The Hour of Europe
Western Powers and the Breakup of Yugoslavia
By Josip Glaurdic
Published by Yale University Press December 2011
By looking through the prism of the West's involvement in the breakup of Yugoslavia, this book presents a new examination of the end of the Cold War in Europe. Incorporating declassified documents from the CIA, the administration of George H.W. Bush, and the British Foreign Office; evidence generated by The Hague Tribunal; and more than forty personal interviews with former diplomats and policy makers, Glaurdić exposes how the realist policies of the Western powers failed to prop up Yugoslavia's continuing existence as intended, and instead encouraged the Yugoslav Army and the Serbian regime of Slobodan Milošević to pursue violent means.
The book also sheds light on the dramatic clash of opinions within the Western alliance regarding how to respond to the crisis.
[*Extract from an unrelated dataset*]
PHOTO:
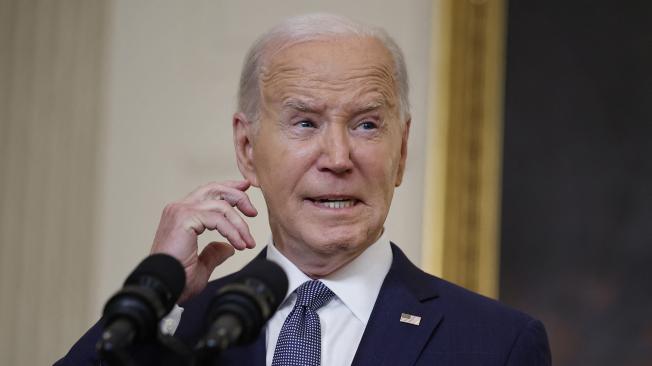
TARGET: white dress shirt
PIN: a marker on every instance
(344, 318)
Glaurdić traces the origins of this clash in the Western powers’ different preferences regarding the roles of Germany, Eastern Europe, and foreign and security policy in the future of European integration. With subtlety and acute insight, The Hour of Europe provides a fresh understanding of events that continue to influence the shape of the post–Cold War Balkans and the whole of Europe.
Islamist Radicalisation in North Africa
Politics and Process
Edited by George Joffe
Published by Routledge July 2011
In the current climate of political extremism and violence, much attention has been directed towards "radicalisation" as the reasons behind such courses of action, along with a conviction that those who are radicalised represent an irrational deviation from the conventionally accepted norms of social and political behaviour.
This book focuses on the current issues and analytical approaches to the phenomenon of radicalisation in North Africa. Taking a comprehensive approach to the subject, it looks at the processes that lead to radicalisation, rather than the often violent outcomes. At the same time, chapters expand the discussion historically and conceptually beyond the preoccupations of recent years, in order to develop a more holistic understanding of a complex individual and collective process that has represented a permanent challenge to dominant political, social and, on occasion, economic norms.
With contributions from academics and policy-makers within and outside the region, the book is a comprehensive investigation of Islamist Radicalisation. As such, it will be of great interest to academics and students investigating North Africa and terrorism, as well as specialists in radicalism and extremism.
Iran's Struggle for Economic Independence
Reform and Counter-Reform in the Post-Revolutionary Era
By Evaleila Pesaran
Published by Routledge April 2011
It is often assumed that Iran must necessarily submit to the forces of globalization and liberalize its economy, but the country’s ruling elites have continued throughout the post-revolutionary era to resist these pressures for neo-liberal economic reform, seeking to survive in the battlefield of today’s globalising economy whilst remaining loyal to their own rules of engagement. This book analyses the dynamics of economic reform in the Islamic Republic of Iran as they have played out in this post-revolutionary struggle for economic independence from 1979 up to the present day. It shows how, although some groups within the Iranian elite are in favour of opening up the economy to the inflow of foreign capital – believing that lasting independence requires economic growth powered in part by investment from abroad – others argue that such economic liberalisation might endanger Iran’s national interests and put the survival of the post-revolutionary regime at risk.
By examining the political causes of the ongoing tug-of-war that has taken place between these two sides of reform and counter-reform, this book provides a new approach to understanding the complex process of economic policy-making in the Islamic Republic of Iran, which will be relevant to future examinations of the political economy of the Middle East.
European Union Foreign Policy
From Effectiveness to Functionality
By Christopher J. Bickerton
Published by Palgrave Macmillan March 2011
The study of EU foreign policy has for a long time been haunted by Henry Kissinger's famous quip, "what number do I call if I want to get through to Europe?" This has prompted scholars to inquire into the effectiveness of the EU as an international actor. Arguing that the focus on effectiveness has pushed EU studies too far into the world of policy planning, this book examines EU foreign policy from the perspective of functionality. It asks what function foreign policy co-operation plays in the wider European integration process. The findings are original and striking: EU foreign policy serves as a way of managing Europe's retreat from power politics, is the site for inter-institutional struggles between the Council, Commission and Parliament within the EU, and increasingly provides the EU with a new identity at a time when the traditional narratives of European integration are no longer so convincing for European citizens. Far from being the poor cousin of other policy areas, foreign policy is increasingly the terrain upon which the future of the EU is being decided.